Background: As part of a journalism class I completed, I attended a public lecture hosted on campus and wrote an article stating what occurred and what was discussed at the most popular event of the day: the keynote address. I needed to submit a first draft within 12 hours of the event. Then, I implemented revisions and edits from my professor, who acted as my editor. For this sample, I revised the article to half of its original length. The audience is students and staff at Seattle Pacific University (SPU) who identify as Christian.
Dr. James K. A. Smith invited students and staff to “practice the prophetic” in his keynote address at Seattle Pacific University’s Day of Common Learning on Oct. 16, 2019.
Smith’s clear voice carried through the Royal Brougham Pavilion with a passion showing his knowledge and care for his subject. Adults young and old sat in rows of chairs in front of Smith or in the bleachers, with most every seat being taken.
To begin his lecture, Smith said that though Christians have gone out into the world to change the culture, many don’t realize how that culture has changed them. To solve this problem, one response we need to have is discernment, Smith said. We must “take a liturgical audit of our lives” as well as “take a liturgical audit of our institutions.”

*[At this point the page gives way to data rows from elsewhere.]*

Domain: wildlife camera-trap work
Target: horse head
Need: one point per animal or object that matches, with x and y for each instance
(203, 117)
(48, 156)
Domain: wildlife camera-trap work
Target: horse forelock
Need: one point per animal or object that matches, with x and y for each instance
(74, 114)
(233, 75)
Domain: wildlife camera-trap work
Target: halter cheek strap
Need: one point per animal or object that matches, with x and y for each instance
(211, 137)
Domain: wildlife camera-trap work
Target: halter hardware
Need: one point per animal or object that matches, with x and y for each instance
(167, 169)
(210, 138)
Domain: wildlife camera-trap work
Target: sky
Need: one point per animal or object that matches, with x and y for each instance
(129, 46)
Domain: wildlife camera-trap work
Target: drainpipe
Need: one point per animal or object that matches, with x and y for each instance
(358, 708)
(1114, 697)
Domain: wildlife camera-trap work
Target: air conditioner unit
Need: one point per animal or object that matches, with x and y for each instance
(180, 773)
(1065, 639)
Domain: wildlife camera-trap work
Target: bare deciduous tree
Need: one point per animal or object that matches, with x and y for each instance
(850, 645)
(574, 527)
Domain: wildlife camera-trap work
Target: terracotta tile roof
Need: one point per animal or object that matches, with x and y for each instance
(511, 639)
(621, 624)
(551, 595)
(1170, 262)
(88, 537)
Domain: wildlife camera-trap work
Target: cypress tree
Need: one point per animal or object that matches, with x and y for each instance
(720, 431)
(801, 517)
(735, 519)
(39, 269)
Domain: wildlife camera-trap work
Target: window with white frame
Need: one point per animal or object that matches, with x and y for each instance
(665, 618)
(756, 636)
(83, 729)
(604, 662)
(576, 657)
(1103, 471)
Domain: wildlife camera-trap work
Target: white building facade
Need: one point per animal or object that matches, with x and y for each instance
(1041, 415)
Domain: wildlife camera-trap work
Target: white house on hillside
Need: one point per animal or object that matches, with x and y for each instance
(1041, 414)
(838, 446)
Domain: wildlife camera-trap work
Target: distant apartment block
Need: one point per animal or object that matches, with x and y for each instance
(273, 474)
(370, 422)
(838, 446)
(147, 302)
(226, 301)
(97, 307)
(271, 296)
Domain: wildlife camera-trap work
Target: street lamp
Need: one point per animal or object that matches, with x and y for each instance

Due to the fact that Christians have not taken this audit, white supremacism and racism are still alive in our society, Smith said. Because racism is not just a set of beliefs but also a platform on which our society has been built, even if we don’t believe racism’s tenets, it still affects our wants and desires. One “can’t think [his/her] way out of disordered loves. It takes practice,” Smith said.
Something else Christians can give their societies is art that depicts the paradox of pain and hope, and a “restoring of the imagination for the sake of the world,” Smith said. Christian art can display evil as a reality, but a reality that was defeated by God. It shows a “hope that the world could be otherwise,” Smith stated.
He used images as visual aids in his presentation, such as a photo of a white tomb with an artistic engraving down the middle, depicting a mother and a child coming out a deep crack in the center. This tomb is showing a mother who died in childbirth, and that both are escaping their grave to the resurrection, showing art that has “prophetic hope,” Smith said.
“I appreciated Smith’s discussion of racism in light of cultural liturgies, as well as the hope in his closing comments about how art might lead the way toward a restoration of our cultural imaginaries,” said Dr. Peter Wayne Moe, an associate professor of English and the Writing Director at SPU, when asked over email about his experience.
With his loud and passionate voice, his ability to make the audience laugh, and his use of “we” and “our” language, Smith made his message personal to SPU while connecting it to world issues, making for a message that was difficult to ignore.
Smith teaches philosophy at Calvin College.